The [Housing-Index dataset](https://www.fhfa.gov/DataTools/Downloads/Pages/House-Price-Index-Datasets.aspx) is verified by the **United States Federal Housing Finance Agency** or FHFA. The dataset is collected by reviewing mortgage transactions on single family properties since January 1975. Each transaction is either purchased or secured by mortgage loan companies Freddie Mac or Fannie Mae. This dataset was last updated on November 29, 2020. Considering this dataset was reviewed by a government agency and two mortgage loan companies further secured it, I believe this dataset is very trustworthy and credible.

The [Crime In Context dataset](https://www.kaggle.com/datasets/marshallproject/crime-rates) was created by Gabriel Dance, Tom Meagher, and Emily Hopkin of the Marshall Project. They compiled this dataset from **the four major crimes data** the FBI classifies as violent. This includes homicide, rape, robbery and assault. This dataset includes 68 police jurisdictions with populations over 250,000 or greater. Only 1975 - 2014 data came directly from the FBI. This part of the data came from the FBI Uniform Crime Reporting program's "Offenses Known and Clearances by Arrest" database. The 2015 data was obtained from directly contacting the police agency. Only 61 police jurisdictions data was collected for 2015. The analysis for the crime rate calculated is based on a per 100,000 residents in a police jurisdiction. The 2015 crime rate analysis is based on 2014 population estimate. Considering most of this dataset came from the FBI and parts of it also came directly from police institutions, I believe that the source of the data is very secure and trustworthy. As for the analysis, the depth in which the Marshall project reveals their methodology and also directly naming the people working on the analysis make the analysis quite credible and trustworthy.

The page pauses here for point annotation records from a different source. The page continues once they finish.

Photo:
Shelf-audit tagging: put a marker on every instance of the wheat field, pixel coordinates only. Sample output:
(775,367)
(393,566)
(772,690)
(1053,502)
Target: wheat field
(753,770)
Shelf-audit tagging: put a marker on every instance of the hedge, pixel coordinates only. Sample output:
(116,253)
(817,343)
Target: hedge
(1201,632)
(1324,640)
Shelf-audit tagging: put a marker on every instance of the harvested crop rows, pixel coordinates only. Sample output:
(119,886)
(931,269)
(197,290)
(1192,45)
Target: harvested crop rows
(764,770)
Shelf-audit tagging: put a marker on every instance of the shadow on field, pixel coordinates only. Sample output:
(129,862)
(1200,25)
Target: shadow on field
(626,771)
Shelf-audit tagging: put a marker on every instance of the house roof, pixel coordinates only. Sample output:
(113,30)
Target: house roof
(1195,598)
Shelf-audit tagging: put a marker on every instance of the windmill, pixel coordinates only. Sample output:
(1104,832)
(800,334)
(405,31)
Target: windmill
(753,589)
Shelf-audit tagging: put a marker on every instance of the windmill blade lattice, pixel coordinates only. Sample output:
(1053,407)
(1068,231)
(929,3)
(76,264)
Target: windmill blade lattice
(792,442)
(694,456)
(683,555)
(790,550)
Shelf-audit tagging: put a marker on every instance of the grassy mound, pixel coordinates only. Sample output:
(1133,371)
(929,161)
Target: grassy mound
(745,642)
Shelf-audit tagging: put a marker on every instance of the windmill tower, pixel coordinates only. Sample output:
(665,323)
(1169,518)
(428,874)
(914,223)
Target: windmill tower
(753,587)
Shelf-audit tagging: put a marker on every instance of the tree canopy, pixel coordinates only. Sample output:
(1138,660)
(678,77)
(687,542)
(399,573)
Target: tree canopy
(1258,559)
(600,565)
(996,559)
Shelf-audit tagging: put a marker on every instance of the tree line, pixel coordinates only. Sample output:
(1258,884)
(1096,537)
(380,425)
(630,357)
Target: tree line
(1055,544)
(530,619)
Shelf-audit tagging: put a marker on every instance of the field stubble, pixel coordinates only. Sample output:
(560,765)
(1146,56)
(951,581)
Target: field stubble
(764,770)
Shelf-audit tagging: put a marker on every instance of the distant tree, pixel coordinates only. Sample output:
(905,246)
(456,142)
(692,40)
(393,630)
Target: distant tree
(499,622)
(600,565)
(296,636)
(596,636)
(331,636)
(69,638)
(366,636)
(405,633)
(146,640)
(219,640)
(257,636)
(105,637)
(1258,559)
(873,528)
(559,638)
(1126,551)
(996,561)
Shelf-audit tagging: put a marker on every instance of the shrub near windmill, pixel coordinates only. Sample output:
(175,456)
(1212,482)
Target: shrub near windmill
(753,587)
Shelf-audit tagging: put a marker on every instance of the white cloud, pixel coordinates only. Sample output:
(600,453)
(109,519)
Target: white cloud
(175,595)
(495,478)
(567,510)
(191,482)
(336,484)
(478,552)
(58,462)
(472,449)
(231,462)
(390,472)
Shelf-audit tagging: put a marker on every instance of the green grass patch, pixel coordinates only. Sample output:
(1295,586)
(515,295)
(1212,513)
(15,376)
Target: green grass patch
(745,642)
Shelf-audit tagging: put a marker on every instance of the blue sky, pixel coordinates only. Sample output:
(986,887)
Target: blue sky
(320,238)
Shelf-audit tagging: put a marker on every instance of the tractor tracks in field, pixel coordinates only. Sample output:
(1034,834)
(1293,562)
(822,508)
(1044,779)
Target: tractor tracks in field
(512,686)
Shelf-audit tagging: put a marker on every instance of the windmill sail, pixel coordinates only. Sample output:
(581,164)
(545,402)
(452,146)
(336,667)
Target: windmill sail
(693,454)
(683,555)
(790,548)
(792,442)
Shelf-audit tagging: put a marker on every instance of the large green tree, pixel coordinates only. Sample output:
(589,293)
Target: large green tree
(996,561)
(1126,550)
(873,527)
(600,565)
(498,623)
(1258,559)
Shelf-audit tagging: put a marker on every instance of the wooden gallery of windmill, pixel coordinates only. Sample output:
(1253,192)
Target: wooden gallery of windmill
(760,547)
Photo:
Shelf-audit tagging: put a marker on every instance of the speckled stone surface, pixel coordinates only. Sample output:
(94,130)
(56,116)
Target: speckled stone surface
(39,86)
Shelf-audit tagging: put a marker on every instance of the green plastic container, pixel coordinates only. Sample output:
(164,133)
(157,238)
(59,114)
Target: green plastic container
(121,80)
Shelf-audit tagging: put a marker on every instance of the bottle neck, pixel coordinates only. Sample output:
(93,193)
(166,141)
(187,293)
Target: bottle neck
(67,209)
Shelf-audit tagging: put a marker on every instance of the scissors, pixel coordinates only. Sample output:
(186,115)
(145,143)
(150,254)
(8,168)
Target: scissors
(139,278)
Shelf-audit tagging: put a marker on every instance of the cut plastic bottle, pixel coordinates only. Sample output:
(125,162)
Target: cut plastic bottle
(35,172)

Through having learned about such background information within these datasets, I am motivated to combine the two variables in each respective dataset to go about comparing how socioeconomic standing, measured by house price indices, is related to crime rates in a given area. Each of my research questions answers something about each facet within the two datasets, **crime** and **income level**, as I aim to draw a conclusion about the association between the two through this project.

## **Overview and Research Questions**
The research questions I address through this project are motivated by procuring the basic safety needs for those living within the neighborhoods of interest. I am cognizant of the variances in police protection within higher income communities in contrast to lower income communities. Shedding light on and addressing these questions are vital to bringing about change. These research questions are important because they will challenge the current policing and crime protection of lower income communities and provide the necessary basis to explore the data regarding crime rates. With the data collected, I plan to help find answers to the questions below:

1. How much of an issue is neighborhood safety in low income areas?
2. What type of crimes are most likely to occur in low-income areas?
3. What is the difference between crime rates in low-income and high-income areas?


## **Data Selected for Analysis**
The [dataset](https://www.kaggle.com/datasets/sandeep04201988/housing-price-index-using-crime-rate-data?select=merged_dataset.csv) I have chosen compares housing price index with crime rates in various cities around the United States from 1975 to 2015. It has 3477 rows/observations and 9 columns/features. 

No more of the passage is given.